Just last week, my school partnered with another school in the district for an unconference event, and it was (in my humble opinion) amazing! There were 32 proposed sessions, facilitated by faculty and staff from both schools, and several sessions were co-facilitated by teachers from both schools. Over 110 participants broke off into sessions of three to 20 people, to focus on the ideas, goals, skills, and dilemmas they found most relevant to their practice. Technology was an overarching theme, with 8 sessions devoted to application of tech to education; differentiation of instruction was another popular topic. The feedback from the day was very positive, and I am already thinking ahead to how we might build upon this foundation to sustain and improve this dynamic form of professional development.
In conversations with my principal, I learned that unconferences in the tech or business worlds are often even less structured than ours–topics/sessions are posted continuously, even during the event; you’re not locked into any one session, but you drop in as many as you want, and stay for as long as it’s useful to you. There’s no one ‘facilitator,’ whoever is interested continues the conversation. When I first learned that, I thought, no way could we do that–we’re teachers! We like to plan ahead, we like to know who is coming to our session so we can tailor our instruction, we could never “walk out” on a colleague’s session before it’s over, just to check out something new! But last week, in my role as organizer of the unconferences, I got to experience them exactly that way. I dropped in on every session (almost!), ostensibly to make sure everything was running smoothly, but found myself jotting notes (get that powerpoint! follow up with x about that feature!), quotes, and impressions from each one. I was blown away by the range of topics, and had a blast learning a little bit about a lot of things.
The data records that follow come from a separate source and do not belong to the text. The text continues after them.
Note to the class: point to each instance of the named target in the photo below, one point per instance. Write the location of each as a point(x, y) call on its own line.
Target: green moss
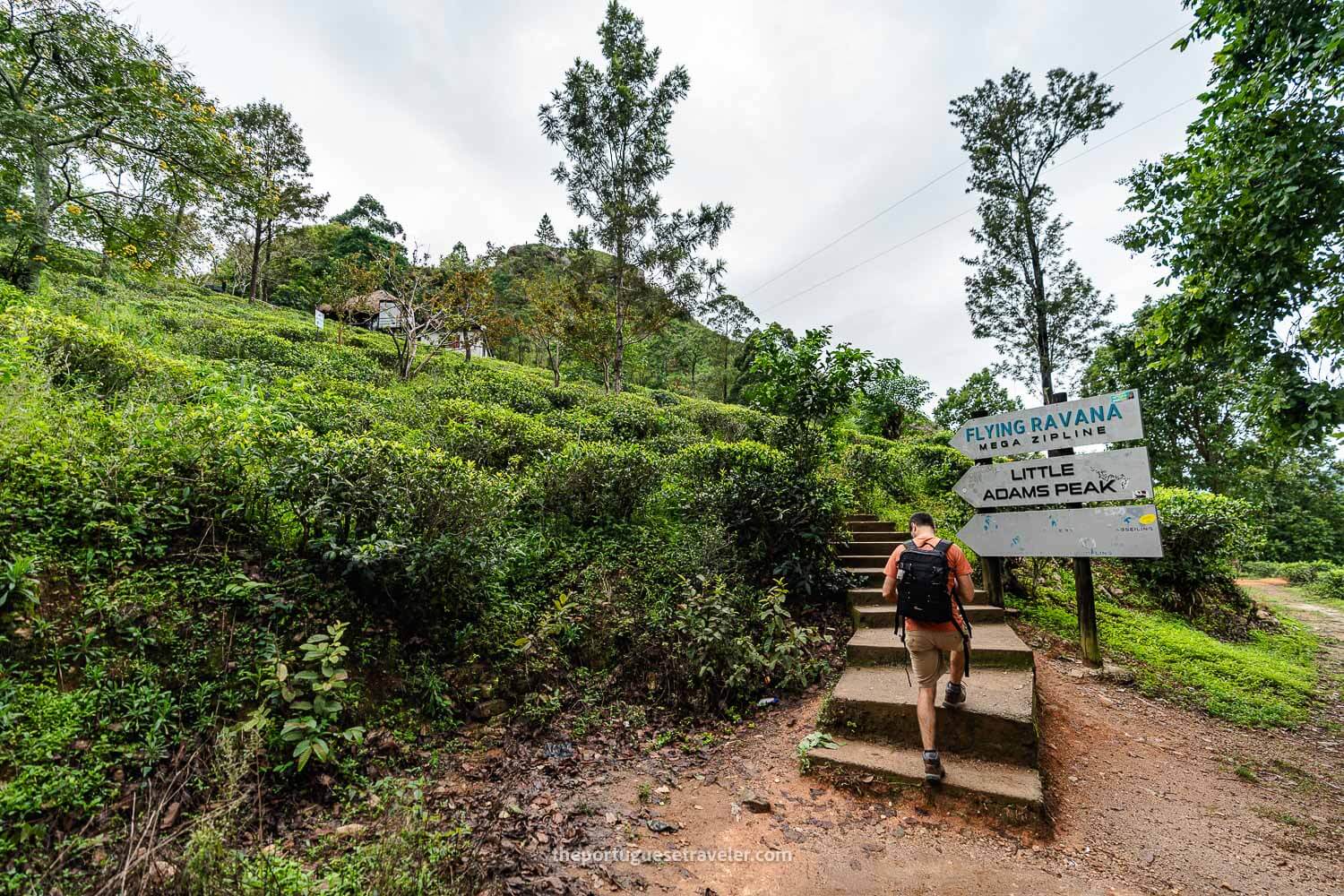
point(1261, 683)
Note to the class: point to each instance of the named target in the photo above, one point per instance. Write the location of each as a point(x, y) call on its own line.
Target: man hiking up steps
point(925, 576)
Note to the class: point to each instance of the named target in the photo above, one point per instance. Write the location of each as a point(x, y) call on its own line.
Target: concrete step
point(1000, 782)
point(870, 575)
point(867, 548)
point(878, 535)
point(992, 646)
point(875, 702)
point(883, 616)
point(873, 525)
point(873, 594)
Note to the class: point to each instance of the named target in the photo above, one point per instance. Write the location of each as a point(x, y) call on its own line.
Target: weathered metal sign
point(1089, 421)
point(1118, 530)
point(1104, 476)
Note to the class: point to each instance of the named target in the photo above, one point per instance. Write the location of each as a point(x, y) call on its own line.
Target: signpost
point(1062, 477)
point(1113, 530)
point(1105, 476)
point(1089, 421)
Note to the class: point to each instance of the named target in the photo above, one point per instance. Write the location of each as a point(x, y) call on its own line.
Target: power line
point(967, 211)
point(919, 190)
point(857, 228)
point(1148, 47)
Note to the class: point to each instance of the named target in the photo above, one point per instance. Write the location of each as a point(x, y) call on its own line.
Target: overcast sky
point(806, 117)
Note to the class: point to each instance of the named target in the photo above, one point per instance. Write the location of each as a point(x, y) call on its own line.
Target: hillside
point(193, 487)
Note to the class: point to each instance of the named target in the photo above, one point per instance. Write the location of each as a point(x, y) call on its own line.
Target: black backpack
point(922, 583)
point(924, 595)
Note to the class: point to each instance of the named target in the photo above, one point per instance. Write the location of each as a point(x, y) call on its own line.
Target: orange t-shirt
point(957, 564)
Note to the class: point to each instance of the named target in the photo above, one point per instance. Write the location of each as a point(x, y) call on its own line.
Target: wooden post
point(994, 567)
point(1083, 589)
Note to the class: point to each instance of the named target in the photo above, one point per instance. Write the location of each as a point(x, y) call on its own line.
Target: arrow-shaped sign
point(1102, 476)
point(1089, 421)
point(1083, 532)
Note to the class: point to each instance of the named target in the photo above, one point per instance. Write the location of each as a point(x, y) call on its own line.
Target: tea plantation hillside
point(222, 524)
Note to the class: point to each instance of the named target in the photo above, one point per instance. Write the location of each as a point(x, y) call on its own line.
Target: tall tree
point(368, 214)
point(1195, 411)
point(1249, 217)
point(804, 379)
point(548, 317)
point(612, 124)
point(271, 191)
point(730, 317)
point(1023, 292)
point(889, 398)
point(980, 392)
point(470, 296)
point(86, 108)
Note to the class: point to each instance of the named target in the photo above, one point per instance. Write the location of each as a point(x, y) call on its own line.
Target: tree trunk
point(618, 343)
point(265, 266)
point(42, 215)
point(1038, 288)
point(726, 347)
point(255, 268)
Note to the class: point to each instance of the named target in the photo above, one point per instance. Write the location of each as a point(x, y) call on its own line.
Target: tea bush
point(1203, 536)
point(591, 484)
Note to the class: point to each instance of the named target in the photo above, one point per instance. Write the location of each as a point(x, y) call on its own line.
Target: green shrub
point(1330, 583)
point(1203, 536)
point(77, 354)
point(935, 468)
point(781, 512)
point(866, 468)
point(495, 435)
point(596, 482)
point(1304, 571)
point(410, 530)
point(728, 422)
point(728, 645)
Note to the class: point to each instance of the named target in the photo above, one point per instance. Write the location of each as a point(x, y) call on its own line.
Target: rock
point(752, 802)
point(169, 815)
point(1118, 675)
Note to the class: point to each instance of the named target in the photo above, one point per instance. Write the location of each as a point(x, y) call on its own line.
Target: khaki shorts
point(929, 653)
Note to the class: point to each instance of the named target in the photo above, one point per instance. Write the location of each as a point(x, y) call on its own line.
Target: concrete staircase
point(988, 745)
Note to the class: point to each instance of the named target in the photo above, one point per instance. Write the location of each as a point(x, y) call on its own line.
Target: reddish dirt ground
point(1142, 797)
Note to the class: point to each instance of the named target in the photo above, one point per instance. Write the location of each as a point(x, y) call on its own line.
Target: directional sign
point(1117, 530)
point(1089, 421)
point(1102, 476)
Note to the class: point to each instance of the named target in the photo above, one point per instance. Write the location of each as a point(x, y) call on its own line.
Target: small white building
point(381, 311)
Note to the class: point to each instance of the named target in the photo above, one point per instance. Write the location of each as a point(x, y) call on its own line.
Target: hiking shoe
point(933, 767)
point(956, 694)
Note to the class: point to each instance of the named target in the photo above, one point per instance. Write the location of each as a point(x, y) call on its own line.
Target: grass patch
point(1261, 683)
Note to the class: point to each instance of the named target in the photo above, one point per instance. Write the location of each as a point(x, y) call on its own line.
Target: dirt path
point(1142, 798)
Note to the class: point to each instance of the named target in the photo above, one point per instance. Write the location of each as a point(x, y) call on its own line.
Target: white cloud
point(806, 118)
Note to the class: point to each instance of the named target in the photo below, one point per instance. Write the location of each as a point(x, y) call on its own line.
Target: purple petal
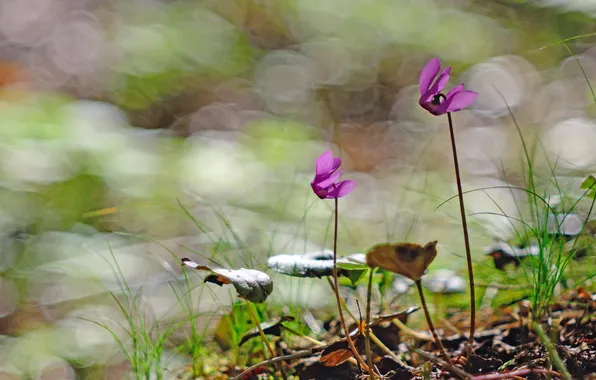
point(342, 189)
point(454, 91)
point(441, 82)
point(460, 100)
point(428, 74)
point(324, 163)
point(330, 180)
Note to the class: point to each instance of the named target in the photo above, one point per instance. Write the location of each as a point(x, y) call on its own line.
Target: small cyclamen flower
point(325, 183)
point(431, 97)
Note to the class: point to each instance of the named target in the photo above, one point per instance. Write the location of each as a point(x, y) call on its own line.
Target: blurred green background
point(121, 119)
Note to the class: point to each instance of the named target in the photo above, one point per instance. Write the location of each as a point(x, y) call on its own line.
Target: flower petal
point(441, 82)
point(428, 74)
point(460, 100)
point(328, 181)
point(454, 91)
point(325, 163)
point(342, 189)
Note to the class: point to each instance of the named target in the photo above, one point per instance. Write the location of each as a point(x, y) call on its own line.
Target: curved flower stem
point(464, 224)
point(339, 308)
point(367, 328)
point(431, 326)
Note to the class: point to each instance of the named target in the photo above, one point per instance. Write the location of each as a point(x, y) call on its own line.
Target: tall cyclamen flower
point(325, 183)
point(431, 97)
point(325, 186)
point(435, 102)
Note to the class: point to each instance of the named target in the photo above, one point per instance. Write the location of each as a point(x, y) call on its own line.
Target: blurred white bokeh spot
point(84, 334)
point(500, 81)
point(78, 45)
point(55, 369)
point(218, 116)
point(330, 57)
point(571, 144)
point(94, 126)
point(219, 169)
point(36, 162)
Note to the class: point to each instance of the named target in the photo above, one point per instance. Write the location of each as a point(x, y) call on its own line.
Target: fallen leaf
point(251, 285)
point(408, 259)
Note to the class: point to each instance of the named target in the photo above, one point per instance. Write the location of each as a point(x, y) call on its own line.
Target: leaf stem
point(431, 325)
point(339, 308)
point(552, 351)
point(464, 223)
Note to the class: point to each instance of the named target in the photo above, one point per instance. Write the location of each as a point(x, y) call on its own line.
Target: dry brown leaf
point(408, 259)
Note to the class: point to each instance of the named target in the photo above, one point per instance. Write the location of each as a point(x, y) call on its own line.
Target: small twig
point(408, 331)
point(453, 369)
point(264, 337)
point(305, 337)
point(296, 355)
point(367, 326)
point(552, 352)
point(431, 326)
point(521, 372)
point(386, 349)
point(373, 337)
point(499, 286)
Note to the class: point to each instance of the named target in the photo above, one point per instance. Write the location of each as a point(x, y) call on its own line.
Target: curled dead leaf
point(250, 284)
point(408, 259)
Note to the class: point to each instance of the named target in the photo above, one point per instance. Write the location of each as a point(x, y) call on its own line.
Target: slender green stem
point(431, 325)
point(264, 337)
point(371, 271)
point(552, 352)
point(464, 224)
point(337, 298)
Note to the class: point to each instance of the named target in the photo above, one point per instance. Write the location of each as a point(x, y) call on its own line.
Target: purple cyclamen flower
point(431, 98)
point(325, 184)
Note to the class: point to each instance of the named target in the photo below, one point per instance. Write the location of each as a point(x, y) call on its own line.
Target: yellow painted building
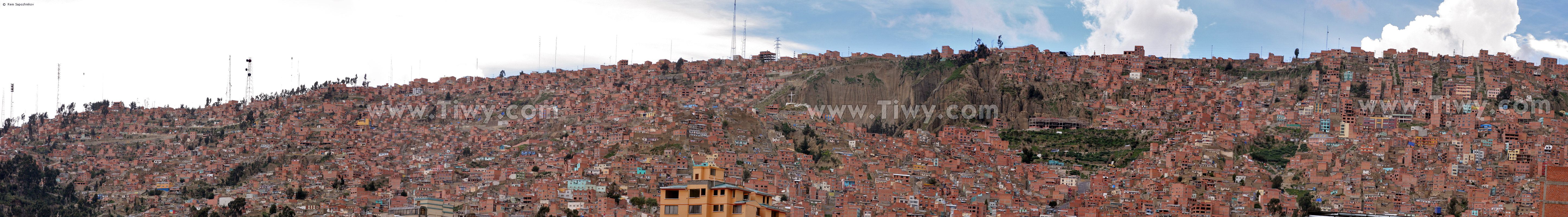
point(708, 196)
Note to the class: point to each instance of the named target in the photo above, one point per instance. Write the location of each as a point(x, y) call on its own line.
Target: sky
point(184, 53)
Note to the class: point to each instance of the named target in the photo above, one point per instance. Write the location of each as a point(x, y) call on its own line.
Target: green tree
point(1457, 207)
point(236, 208)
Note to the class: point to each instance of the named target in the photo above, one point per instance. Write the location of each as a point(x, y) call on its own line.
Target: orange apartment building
point(708, 196)
point(1556, 193)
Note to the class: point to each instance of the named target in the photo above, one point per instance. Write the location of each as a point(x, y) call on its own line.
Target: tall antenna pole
point(744, 39)
point(557, 59)
point(538, 53)
point(736, 7)
point(229, 90)
point(248, 89)
point(57, 84)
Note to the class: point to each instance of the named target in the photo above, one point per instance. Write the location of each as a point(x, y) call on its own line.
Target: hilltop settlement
point(981, 133)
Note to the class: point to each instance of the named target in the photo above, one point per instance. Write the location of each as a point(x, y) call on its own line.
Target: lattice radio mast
point(248, 71)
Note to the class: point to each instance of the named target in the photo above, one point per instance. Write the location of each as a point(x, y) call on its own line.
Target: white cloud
point(1117, 26)
point(173, 51)
point(1467, 27)
point(1347, 10)
point(1547, 48)
point(1010, 20)
point(1459, 26)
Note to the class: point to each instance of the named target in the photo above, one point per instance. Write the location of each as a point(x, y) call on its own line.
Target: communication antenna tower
point(57, 84)
point(736, 8)
point(744, 39)
point(248, 87)
point(229, 92)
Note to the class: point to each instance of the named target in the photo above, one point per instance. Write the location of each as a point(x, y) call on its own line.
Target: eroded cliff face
point(929, 89)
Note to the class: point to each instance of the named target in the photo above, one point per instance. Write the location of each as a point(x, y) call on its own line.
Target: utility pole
point(57, 84)
point(744, 40)
point(736, 8)
point(248, 79)
point(229, 90)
The way we’re doing unconferences is still steeped in the model of a traditional conference. You sign up, you attend, the “expert” facilitates. Yes, there are absolutely differences that increase engagement and empower teachers and staff, and that’s great. But I wonder if we could go further? Especially when thinking about who is still not being served, even with the unconference model–specialists, guidance, school nurses–all those members of a school community who are expected to attend professional development sessions which are overwhelmingly geared towards classroom teachers. If we went rogue, if we tried a “true” unconference model, would that create more opportunities for relevant professional learning for all parties?